Кировский завод работал в основном на оборону. А где оборонка – там спирт. Все ли ясно? По технологии спиртом полагалось промывать все на свете, где требовалась чистота. Учитывая, что секретную эту технологию тоже не американцы составляли, а нормальные советские люди, они наличием спирта просто хотели приманить и закрепить самых квалифицированных рабочих – если искать в этом логику.
Поэтому пили на Кировском заводе ужасно. Как и на любом другом нормальном заводе.
А спирт – это валюта. Бутылкой расплатишься за любую услугу. И чтоб он пропадал, зазря, на заводе, цистернами, – допустить это никто не мог, и Лазарь, влившись в коллектив, тоже не мог. Пили, сколько влезало, и крали, как могли. Охрана ловила. Лазарь же при вступлении в пролетарские ряды дал себе зарок – пойман он больше не будет никогда в жизни.

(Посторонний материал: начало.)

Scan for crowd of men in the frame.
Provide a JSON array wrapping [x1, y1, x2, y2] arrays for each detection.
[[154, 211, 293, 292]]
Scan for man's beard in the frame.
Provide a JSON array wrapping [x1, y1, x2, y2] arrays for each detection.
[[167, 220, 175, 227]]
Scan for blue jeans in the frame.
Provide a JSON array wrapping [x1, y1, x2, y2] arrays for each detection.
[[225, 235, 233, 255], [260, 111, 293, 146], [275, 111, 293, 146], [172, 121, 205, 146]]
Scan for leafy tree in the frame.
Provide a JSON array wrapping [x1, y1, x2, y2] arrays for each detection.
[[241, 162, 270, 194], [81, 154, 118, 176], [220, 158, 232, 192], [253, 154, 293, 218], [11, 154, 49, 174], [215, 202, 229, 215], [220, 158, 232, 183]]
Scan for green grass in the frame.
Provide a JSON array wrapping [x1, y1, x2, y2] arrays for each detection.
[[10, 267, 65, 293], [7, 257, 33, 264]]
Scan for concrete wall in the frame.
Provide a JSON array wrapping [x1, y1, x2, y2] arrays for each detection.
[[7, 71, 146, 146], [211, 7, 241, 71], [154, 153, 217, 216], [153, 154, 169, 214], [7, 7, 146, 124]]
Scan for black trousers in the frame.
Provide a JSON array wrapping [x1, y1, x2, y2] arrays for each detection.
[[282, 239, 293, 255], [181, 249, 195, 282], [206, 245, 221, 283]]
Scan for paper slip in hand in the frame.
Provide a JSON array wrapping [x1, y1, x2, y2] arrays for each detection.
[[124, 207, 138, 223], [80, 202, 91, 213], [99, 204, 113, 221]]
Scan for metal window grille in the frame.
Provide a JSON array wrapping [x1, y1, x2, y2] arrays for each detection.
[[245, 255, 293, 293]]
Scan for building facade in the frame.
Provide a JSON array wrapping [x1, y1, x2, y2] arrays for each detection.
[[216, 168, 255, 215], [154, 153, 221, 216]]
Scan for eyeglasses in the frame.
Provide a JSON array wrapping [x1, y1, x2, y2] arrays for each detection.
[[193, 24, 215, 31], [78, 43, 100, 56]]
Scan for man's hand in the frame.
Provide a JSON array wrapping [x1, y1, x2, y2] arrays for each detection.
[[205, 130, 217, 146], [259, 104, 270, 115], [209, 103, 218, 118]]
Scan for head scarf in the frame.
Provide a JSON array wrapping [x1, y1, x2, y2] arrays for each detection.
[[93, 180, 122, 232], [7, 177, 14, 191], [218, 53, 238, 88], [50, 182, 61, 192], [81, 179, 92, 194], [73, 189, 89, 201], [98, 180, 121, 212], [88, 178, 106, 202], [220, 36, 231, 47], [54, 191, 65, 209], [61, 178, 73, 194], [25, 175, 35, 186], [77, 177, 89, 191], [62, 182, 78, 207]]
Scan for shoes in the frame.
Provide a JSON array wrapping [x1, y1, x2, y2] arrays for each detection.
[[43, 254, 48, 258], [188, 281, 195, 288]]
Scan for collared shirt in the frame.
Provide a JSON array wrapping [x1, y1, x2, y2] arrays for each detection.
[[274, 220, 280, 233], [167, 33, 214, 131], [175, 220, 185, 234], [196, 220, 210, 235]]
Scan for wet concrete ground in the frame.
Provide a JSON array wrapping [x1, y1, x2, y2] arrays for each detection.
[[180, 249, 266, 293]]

Редко случается, что зарок, данный себе в шестнадцать лет, человек выполняет всю жизнь. Русской литературе известны только два человека и только один случай – Герцен и Огарев. Лазаря можно считать третьим, ибо данное себе слово он сдержал. Могут возразить, что его деяния имели меньшее общественное звучание, чем подвиги двух великих революционеров. Не скажите. Еще неизвестно, кто нагляднее отображал своей судьбой зреющие в обществе преобразовательные процессы – Герцен в своей Англии или Лазарь в родном Ленинграде. Что же до известности на Невском, тут Лазарь безусловно оставил издателя «Колокола» на три корпуса позади. О Герцене было доподлинно известно лишь то, что имени его – пединститут, где много теплых девочек для кувыркания и иностранных студентов для фарцовки.
Юный Лазарь выносил пол-литра спирта ежедневно. И ни разу – ни разу! – бдительные вахтеры, извлекающие на проходной спирт у трудящихся в бутылках и флягах, грелках и шлангах, с животов и спин, из рукавов и штанин, шапок и сапог, из подмышек и промежностей, – Лазаря не просекли.
Он выносил спирт в презервативе.
Презерватив был надет не туда, куда рекомендовало Управление санитарного просвещения. Он был полупроглочен и тянулся из пищевода в желудок, а верхняя часть находилась во рту, и резиновый ободок Лазарь зажимал зубами. Но это не должно служить поводом для подозрений в отходе от консервативного гетеросексуализма. В пищевод внутрь презерватива вводилась трубочка, увенчанная воронкой, и туда тихо вливалось пол-литра спирта. Пузырь с добром оказывался в желудке. После этого оставалось идти, не выпучивая глаза, воздерживаясь от кашля, чихания и икания, и всю дорогу до проходной и далее до первого угла повторять себе басню про ворону и лисицу: разожмешь зубы – и пол-литра спирта разольется в желудке, а это крепковато не только для шестнадцатилетнего интеллигента.